金価格が暴騰している。しかし、それはそこまでの価値があるのだろうか?
なぜこんなことを言うのだろうか。その理由は上記の画像にあるといってもいい。上記はドルベースで見た過去100年の金価格の推移である。これだけ見ると、はっきり金価格は上昇していると言い切れる。それも7倍ほどにである。しかし、もう一つの画像を見てほしい、こちらはドルの価値がどのくらい変化してきたかを見るものである。
これによると、1900年の100ドルの価値は2022年の3600ドルと等しいということが分かる。実に36倍であり、これは先ほど見せた金価格の上昇よりも激しい。つまりこれが何を意味しているのかというと、あくまでも金投資ですら、価値の保存には徹していないということである。それ以上に通貨価値下落が激しいということであり、上記の表はまさにそれを体現しているといえる。
なぜ、ここまでの差が出てしまうのかはわからないが、金投資は確かにリターンがいい、しかし実際のところリターンどころかマイナスであることが分かる。

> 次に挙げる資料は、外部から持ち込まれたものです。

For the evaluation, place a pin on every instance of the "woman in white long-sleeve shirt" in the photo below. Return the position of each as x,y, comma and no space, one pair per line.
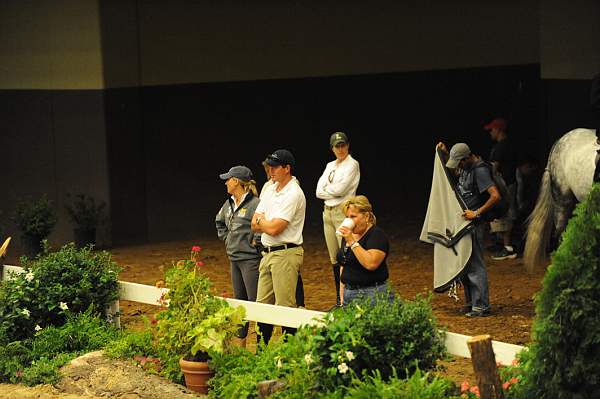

それもとんでもないマイナスである。この通貨安トラップに気づければ、金投資の本当のリターンに気づくことである。ちなみに、30倍もの通貨価値の下落は株式投資でもそこまでカバーできるものではない。究極の資産防衛は、こういう意味ではまだ発明されていないのかもしれない。それは電気抵抗はいくらやってもゼロにはならない、みたいな話と同じなのかもしれない。100年先まで全くロスなく、むしろ利益を出せる話があれば、どうなるのか気になるところではある。